Objective: Normal-pressure hydrocephalus (NPH) is a potentially treatable syndrome with abnormal cerebrospinal fluid dynamics. Meningeal fibrosis and/or obliteration of the subarachnoid space has been suggested as the pathoanatomic basis. The purpose of the present study was to investigate whether meningeal fibrosis causes increased resistance to cerebrospinal fluid outflow (R(out)) and/or increased B-wave activity and whether pathological changes in the brain parenchyma after brain compliance, causing increased B-wave activity.

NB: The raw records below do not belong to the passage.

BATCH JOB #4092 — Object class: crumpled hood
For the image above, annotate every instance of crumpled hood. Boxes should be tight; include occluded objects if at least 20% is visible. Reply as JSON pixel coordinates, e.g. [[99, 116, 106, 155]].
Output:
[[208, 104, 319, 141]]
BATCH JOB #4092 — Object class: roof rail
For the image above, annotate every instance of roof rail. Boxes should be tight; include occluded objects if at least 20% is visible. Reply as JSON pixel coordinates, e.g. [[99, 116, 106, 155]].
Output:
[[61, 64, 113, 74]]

Methods: The study involved a group of 38 consecutively studied patients with clinical and radiological evidence of idiopathic NPH, for whom a frontal brain biopsy was obtained. For 29 patients, hydrodynamic criteria of NPH were fulfilled and a ventriculoperitoneal shunt was performed.
Results: Meningeal fibrosis was found in 12 of 25 biopsies containing arachnoid tissue, but no correlation with R(out) or B-waves was found. Pathological parenchymal changes, most often Alzheimer's disease (10 cases) or vascular changes (10 cases), were found in 21 biopsies, but no correlation with B-waves or R(out) was found.
Conclusion: The results suggest that leptomeningeal fibrosis is not the only pathoanatomic basis of increased R(out) and/or B-wave activity in patients with NPH and that various degenerative changes in the parenchyma may be responsible for the altered cerebrospinal fluid dynamics characteristic of NPH.